Hace cuatro años, instalaron experimentalmente robots asistentes con forma de búho y aspecto infantil en 20 hogares en los que al menos un miembro de la familia estaba en edad preescolar. La labor del robot (llamado Luka) era muy sencilla: escanear páginas de libros infantiles y leerlos en voz alta para ayudar a los más pequeños a aprender a leer.
El experimento comenzó en 2021. Cuatro años después, los investigadores han vuelto a los hogares a estudiar los efectos de la presencia de la máquina. Se suponía que una vez los más pequeños del hogar hubieran aprendido a leer la presencia del aparato carecería de sentido. En todas las familias, los niños y niñas habían crecido con normalidad y tenían plenas facultades lectoras pero en 18 de las 20 casas el robot seguía funcionando. En la mayoría de los casos, los usuarios seguían cargando sus baterías diariamente, lo conectaban con frecuencia o simplemente lo tenían encendido en el salón o la habitación infantil para escuchar su voz y sentir sus movimientos aunque la tarea para la que había sido «contratado» ya carecía de sentido. Sencillamente, había pasado a formar parte de la familia y no solo como un mero mueble.
«El hallazgo pasa de ser algo enternecedor a algo más profundo. Nos dice mucho sobre el modo en el que los humanos nos estamos relacionando con la tecnología: los robots dejan de considerarse objetos que vienen y van y se convierten en acompañantes cuyo sentido en la casa va cambiando con el paso del tiempo», asegura Zhao.
En la investigación, los padres e hijos de las familias estudiadas describieron su relación con Luka usando palabras emocionales y humanas. Uno de los niños llegó a describir a la máquina como «mi hermano pequeño». Obviamente, la función del aparato (enseñar a leer a los infantes) había desaparecido, pero su rol emocional se había fortalecido. Las familias habían creado nuevas formas de relacionarse con él. Y no lo usaban para leer, pero le hablaban, bromeaban sobre él, se preocupaban de cuidarle y limpiarle, en algunos casos se lo llevaban de vacaciones y en una ocasión lo legaron a un primo más pequeño.
Puede que estemos ante una de las investigaciones más relevantes sobre el modo en el que los humanos empezamos a relacionarnos con las máquinas.

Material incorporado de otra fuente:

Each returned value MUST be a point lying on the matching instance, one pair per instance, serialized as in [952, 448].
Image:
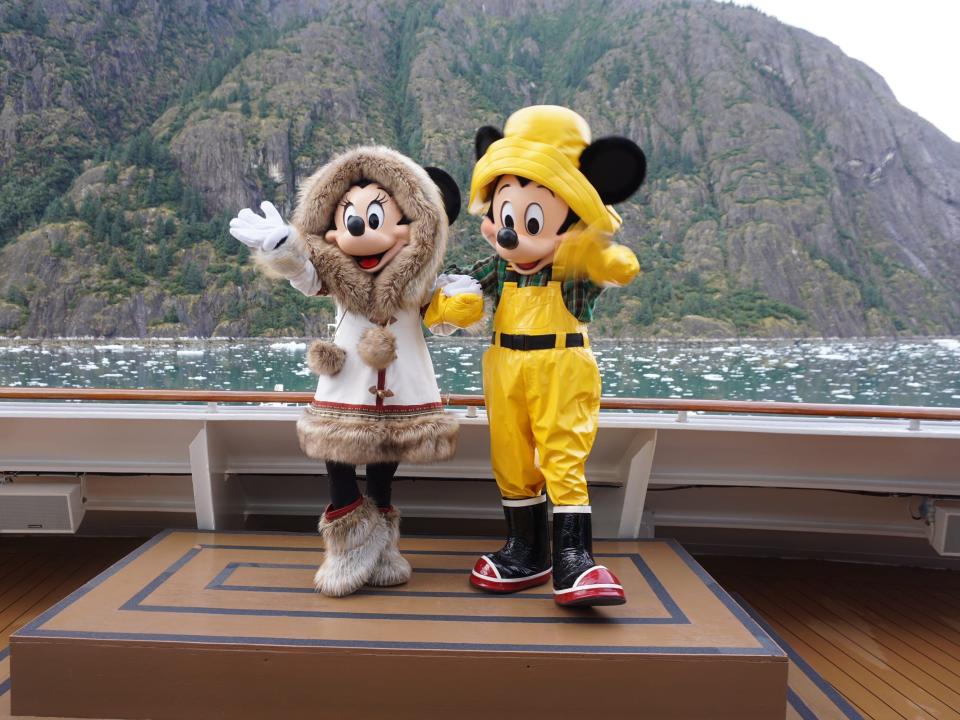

Demuestra que incluso los robots más sencillos pueden pasar a formar parte del universo simbólico de la familia con rapidez. Es lo que los expertos llaman «paso de la función a la memoria». Del mismo modo que los animales domésticos originalmente dotados de una utilidad (alimentación, seguridad, pastoreo, etc.) se convirtieron en parte emocional de las familias humanas, a estas máquinas se les termina dotando de valores que están por encima de su mera funcionalidad. Incluso el lugar de la casa donde se colocan termina teniendo un significado.
Las implicaciones de este hallazgo son inmensas. En primer lugar, establece un escenario diferente a la hora de valorar qué se hace con esos aparatos cuando dejan de ser útiles. El abandono de un robot puede llegar a ser un trauma de difícil gestión dentro de una familia. En segundo lugar, obliga a pensar en la esperanza de vida no solo en términos de utilidad. La presencia de una máquina va más allá de sus capacidades. En cierto modo, un robot «jubilado» puede seguir siendo un objeto de deseo en el hogar. Casi como ocurre con las mascotas, antes de decidir meter una en casa, ¿será necesario que todos los miembros de la familia entiendan que se está asumiendo un compromiso a largo plazo?